Tonight’s #edchat discussion on how we move from the idea of tech as a ‘tech tool’ to a ‘learning tool’ was one I’ve had numerous times over the past year. It was the perfect conversation to end my day. Today my 1st and 2nd graders with whom I have been working over the year on higher order questioning and shared inquiry based around classic stories began recording their book reports in GarageBand.
We spent the last week writing them, filling out information such as the title and main characters as well as the plot and reflection questions. This week we were to begin recording our book reports to share with each other. Of course, in typical School District of Philadelphia fashion, we found out 1 minute before our reading group time that this would be our last meeting together. I moved forward with our plan anyway, even if just to give my students a chance to record their voices.
My students had never used GarageBand before, so I spent a few minutes showing them the basics of creating a podcast with the record button, play button as well as how to delete recordings and move them around.
Within minutes they were recording their voices. They started by reading off of their papers, but many of them began ad-libbing, describing the story in detail in their own words. A few of them decided to begin reading the story they chose, stopping to listen to themselves and starting over if they didn’t think it was done well.
As you can imagine, there was quite a din with all of them recording at once.
Unfortunately, in the video above, I had a very impatient student calling my name! However, you can tell how focused and engaged the students are as they ignore all of the background noise. Amazingly, some of them didn’t mind.
A few complained about the background noise, so I pulled out some copy paper, remembering the trick that Samantha Morra shared in her Digital Storytelling session at Educon this year. The students rolled up the copy paper to create a little tube, focusing their voice on the microphone. This helped cut out a lot of the background noise in the classroom.

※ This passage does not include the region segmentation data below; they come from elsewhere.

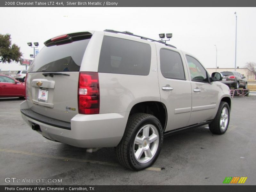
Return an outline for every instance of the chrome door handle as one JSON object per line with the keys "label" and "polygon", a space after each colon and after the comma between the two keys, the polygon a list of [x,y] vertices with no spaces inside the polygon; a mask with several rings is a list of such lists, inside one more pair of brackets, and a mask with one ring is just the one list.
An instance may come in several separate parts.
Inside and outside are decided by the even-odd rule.
{"label": "chrome door handle", "polygon": [[164,91],[172,91],[172,90],[173,90],[173,88],[172,87],[162,87],[162,90],[163,90]]}
{"label": "chrome door handle", "polygon": [[194,89],[194,92],[200,92],[201,91],[201,90],[199,89]]}

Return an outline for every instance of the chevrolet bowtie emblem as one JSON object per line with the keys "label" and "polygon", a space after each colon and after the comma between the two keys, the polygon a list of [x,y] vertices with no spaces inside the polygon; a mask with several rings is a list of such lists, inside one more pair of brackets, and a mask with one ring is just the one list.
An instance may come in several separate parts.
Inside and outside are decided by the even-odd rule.
{"label": "chevrolet bowtie emblem", "polygon": [[36,85],[38,87],[40,87],[43,84],[43,82],[42,81],[37,81],[36,82]]}

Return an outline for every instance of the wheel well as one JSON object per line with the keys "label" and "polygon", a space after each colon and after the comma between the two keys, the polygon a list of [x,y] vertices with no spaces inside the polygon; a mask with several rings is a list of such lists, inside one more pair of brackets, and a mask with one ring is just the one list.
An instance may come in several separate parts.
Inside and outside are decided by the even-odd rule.
{"label": "wheel well", "polygon": [[164,130],[167,119],[166,108],[162,103],[158,101],[145,101],[137,103],[132,109],[129,115],[136,113],[150,114],[156,116],[161,123]]}
{"label": "wheel well", "polygon": [[222,101],[224,101],[228,103],[228,106],[229,106],[229,108],[231,108],[231,100],[229,97],[223,97],[221,99]]}

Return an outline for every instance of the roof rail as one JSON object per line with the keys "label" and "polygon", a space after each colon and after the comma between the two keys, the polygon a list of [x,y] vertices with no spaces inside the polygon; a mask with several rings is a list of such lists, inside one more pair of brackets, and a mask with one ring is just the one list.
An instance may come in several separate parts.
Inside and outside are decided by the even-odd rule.
{"label": "roof rail", "polygon": [[148,38],[148,37],[143,37],[142,36],[140,36],[139,35],[134,35],[132,33],[131,33],[131,32],[130,32],[129,31],[124,31],[123,32],[122,32],[121,31],[115,31],[115,30],[113,30],[112,29],[105,29],[104,30],[104,31],[106,31],[107,32],[110,32],[110,33],[122,33],[122,34],[124,34],[125,35],[131,35],[132,36],[137,37],[140,37],[141,39],[145,39],[145,40],[149,40],[152,41],[158,42],[158,43],[162,43],[162,44],[164,44],[167,46],[169,46],[169,47],[173,47],[173,48],[176,48],[176,49],[177,48],[176,47],[175,47],[173,45],[170,45],[170,44],[167,44],[167,43],[166,43],[165,42],[164,42],[163,41],[157,41],[157,40],[155,40],[155,39],[150,39],[150,38]]}

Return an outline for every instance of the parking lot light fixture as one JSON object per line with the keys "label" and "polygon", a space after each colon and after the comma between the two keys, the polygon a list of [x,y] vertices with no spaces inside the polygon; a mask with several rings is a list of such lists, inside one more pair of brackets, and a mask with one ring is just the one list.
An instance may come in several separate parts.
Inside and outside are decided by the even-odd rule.
{"label": "parking lot light fixture", "polygon": [[172,36],[172,33],[166,33],[166,37],[168,38],[168,39],[163,39],[165,37],[165,34],[164,33],[160,33],[159,34],[159,37],[161,39],[161,41],[163,42],[164,42],[166,43],[166,41],[170,41],[171,39]]}
{"label": "parking lot light fixture", "polygon": [[164,33],[160,33],[159,34],[159,37],[161,39],[163,39],[165,36]]}
{"label": "parking lot light fixture", "polygon": [[[30,54],[30,57],[32,57],[32,58],[35,58],[35,48],[36,47],[37,47],[38,46],[38,45],[39,45],[39,44],[38,43],[38,42],[35,42],[34,43],[35,46],[32,46],[32,43],[31,42],[29,42],[27,43],[28,44],[28,45],[29,47],[30,47],[34,48],[34,54]],[[27,66],[26,65],[26,70],[27,69]]]}

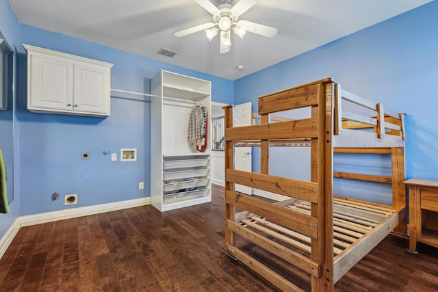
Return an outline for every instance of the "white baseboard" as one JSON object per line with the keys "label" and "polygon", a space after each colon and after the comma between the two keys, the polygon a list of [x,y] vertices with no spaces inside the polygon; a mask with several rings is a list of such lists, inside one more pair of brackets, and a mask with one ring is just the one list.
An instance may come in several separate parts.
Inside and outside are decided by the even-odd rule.
{"label": "white baseboard", "polygon": [[6,250],[9,248],[9,245],[11,244],[14,237],[18,233],[20,230],[20,220],[16,218],[12,225],[8,229],[6,233],[0,239],[0,258],[3,257],[3,255],[6,252]]}
{"label": "white baseboard", "polygon": [[114,202],[94,206],[82,207],[68,209],[62,211],[40,213],[39,214],[27,215],[17,217],[6,233],[0,239],[0,258],[8,250],[14,237],[21,227],[31,225],[41,224],[53,221],[64,220],[66,219],[76,218],[88,215],[99,214],[101,213],[111,212],[112,211],[123,210],[124,209],[151,204],[151,198],[129,200],[122,202]]}

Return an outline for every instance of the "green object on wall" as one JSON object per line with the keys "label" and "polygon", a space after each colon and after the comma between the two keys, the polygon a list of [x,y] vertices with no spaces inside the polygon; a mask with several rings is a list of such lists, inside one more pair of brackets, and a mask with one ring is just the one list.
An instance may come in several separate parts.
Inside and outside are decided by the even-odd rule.
{"label": "green object on wall", "polygon": [[0,213],[9,212],[8,205],[8,189],[6,188],[6,166],[0,149]]}

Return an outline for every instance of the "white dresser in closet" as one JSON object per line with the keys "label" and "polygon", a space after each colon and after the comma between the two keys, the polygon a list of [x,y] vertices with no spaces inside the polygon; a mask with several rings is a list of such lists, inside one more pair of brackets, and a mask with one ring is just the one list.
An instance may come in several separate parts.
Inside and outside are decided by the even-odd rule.
{"label": "white dresser in closet", "polygon": [[[211,201],[210,81],[162,70],[151,81],[151,202],[161,211]],[[207,111],[207,147],[188,140],[194,106]]]}

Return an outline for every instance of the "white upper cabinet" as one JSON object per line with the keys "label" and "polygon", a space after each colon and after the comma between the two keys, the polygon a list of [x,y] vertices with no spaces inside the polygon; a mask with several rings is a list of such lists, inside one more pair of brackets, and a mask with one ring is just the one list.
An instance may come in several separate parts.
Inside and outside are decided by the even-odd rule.
{"label": "white upper cabinet", "polygon": [[107,116],[112,64],[23,44],[27,51],[27,109]]}

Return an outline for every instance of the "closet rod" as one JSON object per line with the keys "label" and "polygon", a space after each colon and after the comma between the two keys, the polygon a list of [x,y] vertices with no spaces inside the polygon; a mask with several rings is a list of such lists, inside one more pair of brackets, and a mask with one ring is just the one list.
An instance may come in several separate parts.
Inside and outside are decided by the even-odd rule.
{"label": "closet rod", "polygon": [[118,89],[112,89],[111,88],[110,90],[111,91],[116,91],[118,92],[125,92],[125,93],[130,93],[131,94],[137,94],[137,95],[143,95],[145,96],[151,96],[151,97],[156,97],[156,95],[153,95],[153,94],[149,94],[147,93],[140,93],[140,92],[134,92],[133,91],[127,91],[127,90],[120,90]]}
{"label": "closet rod", "polygon": [[183,101],[184,103],[195,103],[196,105],[202,104],[200,101],[190,101],[188,99],[177,98],[176,97],[163,96],[163,99],[170,99],[172,101]]}

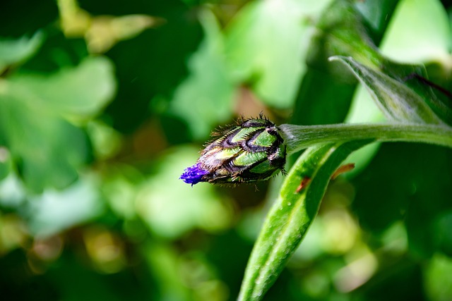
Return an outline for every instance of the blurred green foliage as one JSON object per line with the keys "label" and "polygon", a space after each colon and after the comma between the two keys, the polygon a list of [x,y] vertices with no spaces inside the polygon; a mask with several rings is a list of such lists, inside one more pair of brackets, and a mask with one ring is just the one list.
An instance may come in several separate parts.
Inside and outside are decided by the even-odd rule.
{"label": "blurred green foliage", "polygon": [[[235,300],[282,178],[178,178],[240,114],[382,119],[326,61],[334,29],[315,25],[333,2],[1,1],[1,299]],[[442,2],[357,1],[350,21],[450,90]],[[265,300],[452,300],[452,152],[371,147],[330,185]]]}

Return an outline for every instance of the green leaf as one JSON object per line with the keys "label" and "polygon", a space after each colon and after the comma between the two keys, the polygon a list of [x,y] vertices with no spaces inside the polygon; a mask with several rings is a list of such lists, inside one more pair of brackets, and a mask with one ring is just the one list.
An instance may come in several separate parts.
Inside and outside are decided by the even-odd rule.
{"label": "green leaf", "polygon": [[30,38],[0,38],[0,74],[8,66],[24,61],[32,56],[41,46],[42,40],[43,35],[40,32]]}
{"label": "green leaf", "polygon": [[2,144],[0,140],[0,180],[8,176],[11,168],[11,154],[8,149],[1,146]]}
{"label": "green leaf", "polygon": [[87,59],[52,75],[16,74],[0,81],[0,137],[28,188],[64,188],[86,161],[83,131],[64,119],[99,112],[114,92],[112,65]]}
{"label": "green leaf", "polygon": [[77,118],[91,117],[115,91],[113,65],[105,57],[87,58],[76,68],[50,76],[18,74],[8,78],[8,93],[35,106]]}
{"label": "green leaf", "polygon": [[413,90],[380,71],[371,69],[351,57],[333,56],[331,61],[345,64],[367,88],[386,116],[392,121],[442,124],[422,98]]}
{"label": "green leaf", "polygon": [[90,177],[81,178],[62,191],[47,190],[32,197],[28,205],[28,226],[41,238],[85,222],[103,210],[97,180]]}
{"label": "green leaf", "polygon": [[223,37],[215,17],[201,19],[206,37],[189,61],[191,75],[175,90],[170,112],[186,122],[193,136],[205,138],[219,122],[232,114],[235,86],[223,57]]}
{"label": "green leaf", "polygon": [[290,106],[304,71],[304,45],[307,43],[301,42],[309,33],[308,20],[315,18],[329,2],[266,0],[248,4],[226,31],[226,55],[232,78],[250,83],[267,104]]}
{"label": "green leaf", "polygon": [[[281,273],[317,214],[331,175],[368,142],[328,144],[307,149],[285,179],[248,262],[239,300],[259,300]],[[300,191],[304,179],[310,178]]]}
{"label": "green leaf", "polygon": [[381,52],[405,63],[436,61],[450,66],[452,31],[439,0],[403,0],[381,42]]}

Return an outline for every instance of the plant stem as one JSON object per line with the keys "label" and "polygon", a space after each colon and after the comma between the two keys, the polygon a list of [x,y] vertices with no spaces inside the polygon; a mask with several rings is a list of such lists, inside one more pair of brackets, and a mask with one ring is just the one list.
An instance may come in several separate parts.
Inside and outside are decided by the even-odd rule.
{"label": "plant stem", "polygon": [[374,140],[380,142],[422,142],[452,148],[452,128],[419,123],[331,124],[280,125],[289,154],[316,144]]}

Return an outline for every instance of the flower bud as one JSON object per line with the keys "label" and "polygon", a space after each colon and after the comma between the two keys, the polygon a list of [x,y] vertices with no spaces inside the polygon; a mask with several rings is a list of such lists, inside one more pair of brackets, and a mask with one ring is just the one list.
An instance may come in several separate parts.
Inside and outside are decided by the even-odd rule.
{"label": "flower bud", "polygon": [[242,119],[237,125],[213,135],[218,137],[181,176],[185,183],[251,183],[285,172],[285,145],[279,129],[262,115],[256,119]]}

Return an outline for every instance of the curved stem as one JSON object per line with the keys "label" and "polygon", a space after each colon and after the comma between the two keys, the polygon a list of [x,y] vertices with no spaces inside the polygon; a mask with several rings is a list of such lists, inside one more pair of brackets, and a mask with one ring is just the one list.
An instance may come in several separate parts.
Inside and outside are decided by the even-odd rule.
{"label": "curved stem", "polygon": [[280,125],[287,153],[311,145],[358,140],[381,142],[423,142],[452,148],[452,128],[443,125],[418,123],[331,124],[322,125]]}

As I moved around the room observing and helping students, I was amazed at how engaged the students were in reading their projects and their stories. I could hear them reading with inflection, which I don’t often hear them do when we read out loud. I heard them reading and re-reading whole paragraphs until they got it ‘right.’
The project I had planned as a simple way for them to share their book reports had turned quickly into a project that helped them build reading fluency and verbal expression skills.
In this case, the content led to the tool. This is how I tend to approach technology integration in general. Plan the lesson and the learning goals first, choose the tech tool last. However, I hadn’t considered how the tool might help my students learn in other ways. So in the future, could I plan a lesson around GarageBand with the goal of increasing reading fluency? Or would I plan a lesson on fluency, including my learning goals, keeping in the back of my mind how GarageBand would serve as a great tool to teach this skill?
Or is this a case of the chicken and the egg?
In any case, it was a powerful experience for me and my students with huge potential for learning.